The PECAN pilot trial
The full pilot trial details are reported elsewhere [22]. In summary, the PECAN pilot trial was planned as a multi-centre pragmatic trial with a two-armed, parallel group design. Ethical approval was obtained from the responsible ethics committees. Residents were included if they were aged 65 years or older and affected by at least one joint contracture diagnosed by a physician, therapist or nurse. Residents at the terminal stage of a disease were excluded. Seven nursing homes (i.e. the clusters) with a total of 129 residents were recruited from a convenience sample in two German regions. Prior to the start of the study, all the residents (and/or the legal guardians) were asked for a written informed consent by the research team. Structured face-to-face interviews by blinded assessors were used to collect residents’ data at baseline, then after three and six months. The primary outcome was defined as the residents’ participation and measured with the PaArticular Scales [23]. The secondary outcomes were defined as residents’ activities, instrumental activities of living, health-related quality of life, as well as falls and fall-related consequences to ensure the safety of the intervention. After baseline assessment four nursing homes with 64 participating residents were randomised to the intervention group (PECAN) and three nursing homes with 65 residents were randomised to the control group (optimised standard care i.e., standard care including an information session addressing general aspects of care for residents with joint contractures).
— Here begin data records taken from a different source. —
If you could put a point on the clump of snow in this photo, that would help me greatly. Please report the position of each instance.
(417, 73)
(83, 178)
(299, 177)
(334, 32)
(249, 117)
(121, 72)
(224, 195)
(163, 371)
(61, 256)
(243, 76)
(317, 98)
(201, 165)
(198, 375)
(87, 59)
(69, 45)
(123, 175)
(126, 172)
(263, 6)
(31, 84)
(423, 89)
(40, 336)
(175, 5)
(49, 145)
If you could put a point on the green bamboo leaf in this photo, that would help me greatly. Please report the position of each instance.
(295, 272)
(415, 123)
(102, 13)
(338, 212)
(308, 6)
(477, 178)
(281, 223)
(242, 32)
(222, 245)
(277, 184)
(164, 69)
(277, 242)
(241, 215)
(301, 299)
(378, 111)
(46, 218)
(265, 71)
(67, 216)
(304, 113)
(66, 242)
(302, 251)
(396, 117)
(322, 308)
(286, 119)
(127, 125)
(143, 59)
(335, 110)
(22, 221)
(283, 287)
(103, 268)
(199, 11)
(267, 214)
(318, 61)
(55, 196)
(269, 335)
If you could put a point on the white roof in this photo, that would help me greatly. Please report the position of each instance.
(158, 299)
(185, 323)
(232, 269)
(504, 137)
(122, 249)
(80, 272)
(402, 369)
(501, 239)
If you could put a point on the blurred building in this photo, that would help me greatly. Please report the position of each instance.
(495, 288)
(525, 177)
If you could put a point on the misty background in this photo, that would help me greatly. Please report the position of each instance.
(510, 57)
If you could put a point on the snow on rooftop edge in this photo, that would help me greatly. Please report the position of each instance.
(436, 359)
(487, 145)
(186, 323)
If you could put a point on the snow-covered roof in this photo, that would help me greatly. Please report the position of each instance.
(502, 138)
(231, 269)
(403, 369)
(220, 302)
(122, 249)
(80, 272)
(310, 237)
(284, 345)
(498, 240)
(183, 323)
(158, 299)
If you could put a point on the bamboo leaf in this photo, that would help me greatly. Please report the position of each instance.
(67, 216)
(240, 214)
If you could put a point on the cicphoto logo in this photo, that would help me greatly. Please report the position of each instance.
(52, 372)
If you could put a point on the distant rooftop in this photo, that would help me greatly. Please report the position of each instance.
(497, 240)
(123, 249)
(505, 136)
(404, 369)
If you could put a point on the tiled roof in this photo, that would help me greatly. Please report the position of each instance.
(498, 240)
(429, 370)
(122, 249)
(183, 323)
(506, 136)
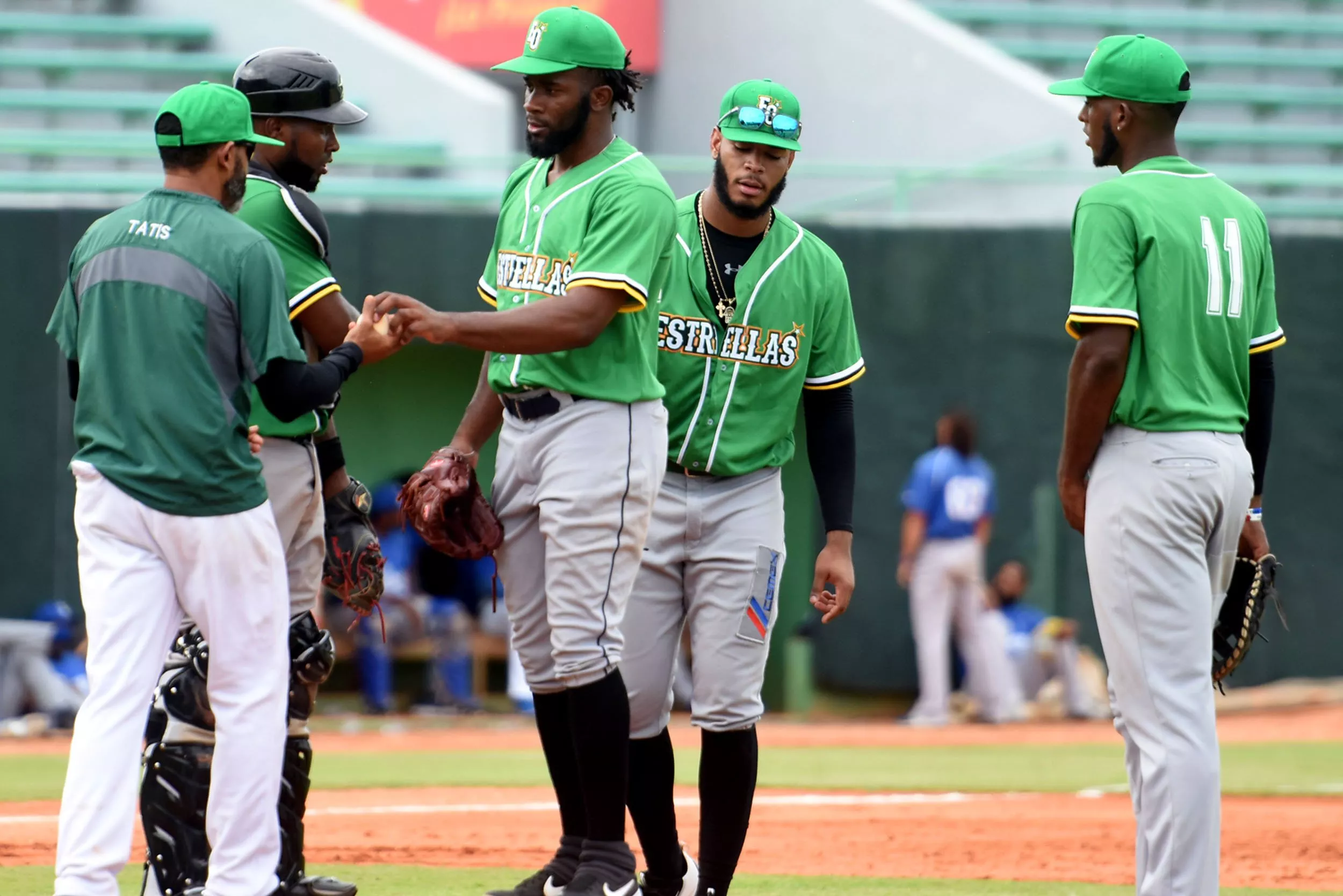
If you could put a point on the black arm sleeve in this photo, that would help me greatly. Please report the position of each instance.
(1259, 428)
(293, 388)
(832, 452)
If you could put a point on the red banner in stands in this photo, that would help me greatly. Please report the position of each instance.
(479, 34)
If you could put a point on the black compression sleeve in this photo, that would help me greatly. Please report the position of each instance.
(293, 388)
(832, 449)
(1259, 429)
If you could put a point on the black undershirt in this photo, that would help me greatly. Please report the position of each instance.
(731, 253)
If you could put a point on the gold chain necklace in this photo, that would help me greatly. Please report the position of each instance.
(724, 305)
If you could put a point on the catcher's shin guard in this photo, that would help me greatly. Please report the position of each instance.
(172, 805)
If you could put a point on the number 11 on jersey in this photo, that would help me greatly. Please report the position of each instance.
(1232, 243)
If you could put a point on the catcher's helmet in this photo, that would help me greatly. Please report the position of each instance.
(291, 82)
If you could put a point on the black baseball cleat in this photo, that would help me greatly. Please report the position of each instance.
(320, 887)
(589, 884)
(543, 883)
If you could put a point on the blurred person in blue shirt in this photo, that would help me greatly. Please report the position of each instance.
(950, 503)
(1038, 647)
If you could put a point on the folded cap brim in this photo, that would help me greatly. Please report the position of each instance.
(764, 138)
(533, 66)
(1072, 88)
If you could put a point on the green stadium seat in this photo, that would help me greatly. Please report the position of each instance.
(1196, 55)
(1260, 135)
(399, 190)
(76, 60)
(117, 101)
(1139, 19)
(95, 26)
(138, 144)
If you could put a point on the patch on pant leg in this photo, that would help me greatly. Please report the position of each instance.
(759, 612)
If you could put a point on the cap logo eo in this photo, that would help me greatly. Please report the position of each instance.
(535, 34)
(770, 106)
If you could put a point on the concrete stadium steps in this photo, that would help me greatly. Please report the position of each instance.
(1268, 80)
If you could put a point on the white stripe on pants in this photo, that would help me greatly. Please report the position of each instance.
(139, 572)
(1164, 516)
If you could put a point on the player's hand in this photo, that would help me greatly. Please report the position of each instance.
(834, 566)
(413, 319)
(1253, 540)
(1072, 495)
(374, 337)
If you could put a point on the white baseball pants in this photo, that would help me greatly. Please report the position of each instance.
(140, 570)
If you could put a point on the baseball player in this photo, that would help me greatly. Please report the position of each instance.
(296, 98)
(171, 308)
(1174, 313)
(950, 502)
(755, 316)
(581, 257)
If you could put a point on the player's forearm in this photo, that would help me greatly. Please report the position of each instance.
(912, 531)
(1094, 382)
(1259, 428)
(482, 415)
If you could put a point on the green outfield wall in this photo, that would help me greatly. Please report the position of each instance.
(947, 317)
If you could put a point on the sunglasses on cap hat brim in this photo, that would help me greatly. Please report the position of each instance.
(755, 119)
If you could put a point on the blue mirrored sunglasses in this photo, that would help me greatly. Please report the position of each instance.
(754, 119)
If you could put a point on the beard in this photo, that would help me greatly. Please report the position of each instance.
(745, 211)
(1108, 149)
(296, 174)
(237, 184)
(562, 139)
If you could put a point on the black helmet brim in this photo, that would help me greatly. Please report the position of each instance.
(343, 113)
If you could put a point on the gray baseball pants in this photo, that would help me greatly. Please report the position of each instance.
(713, 562)
(575, 492)
(1164, 516)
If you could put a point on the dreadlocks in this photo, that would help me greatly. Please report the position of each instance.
(624, 84)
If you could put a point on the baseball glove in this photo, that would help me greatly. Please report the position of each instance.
(1239, 623)
(353, 567)
(445, 504)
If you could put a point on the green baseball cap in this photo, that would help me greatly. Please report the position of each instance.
(1130, 66)
(567, 38)
(210, 113)
(769, 97)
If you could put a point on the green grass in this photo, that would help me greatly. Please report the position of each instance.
(1247, 769)
(415, 880)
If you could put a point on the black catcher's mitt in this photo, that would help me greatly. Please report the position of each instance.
(1237, 625)
(353, 569)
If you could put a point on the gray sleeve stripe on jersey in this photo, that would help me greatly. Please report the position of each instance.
(1263, 340)
(156, 268)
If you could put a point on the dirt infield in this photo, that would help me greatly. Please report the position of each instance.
(1290, 843)
(1272, 841)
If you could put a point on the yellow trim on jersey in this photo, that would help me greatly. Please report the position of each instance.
(1268, 347)
(308, 302)
(844, 382)
(640, 302)
(1095, 319)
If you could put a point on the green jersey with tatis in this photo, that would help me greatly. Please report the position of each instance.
(1185, 259)
(609, 223)
(732, 390)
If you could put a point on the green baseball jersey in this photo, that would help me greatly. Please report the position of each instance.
(172, 308)
(1185, 259)
(609, 223)
(297, 229)
(732, 390)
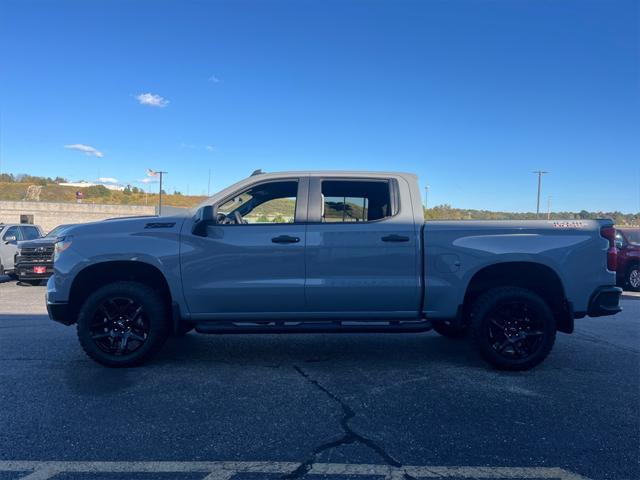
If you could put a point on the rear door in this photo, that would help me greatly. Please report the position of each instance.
(362, 249)
(251, 263)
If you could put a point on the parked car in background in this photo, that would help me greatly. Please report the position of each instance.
(344, 252)
(628, 269)
(34, 259)
(10, 235)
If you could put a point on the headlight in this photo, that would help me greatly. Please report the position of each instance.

Study design of the process evaluation
A mixed-methods process evaluation was employed with data collection in conjunction with the PECAN pilot c-RCT. As recommended for process evaluation studies, we applied quantitative methods to assess whether the key processes of the implementation followed the study protocol and qualitative methods to determine enablers and barriers during the implementation [20]. Quantitative and qualitative data were given equal consideration, as they complement each other in a deeper interpretation of the findings [24].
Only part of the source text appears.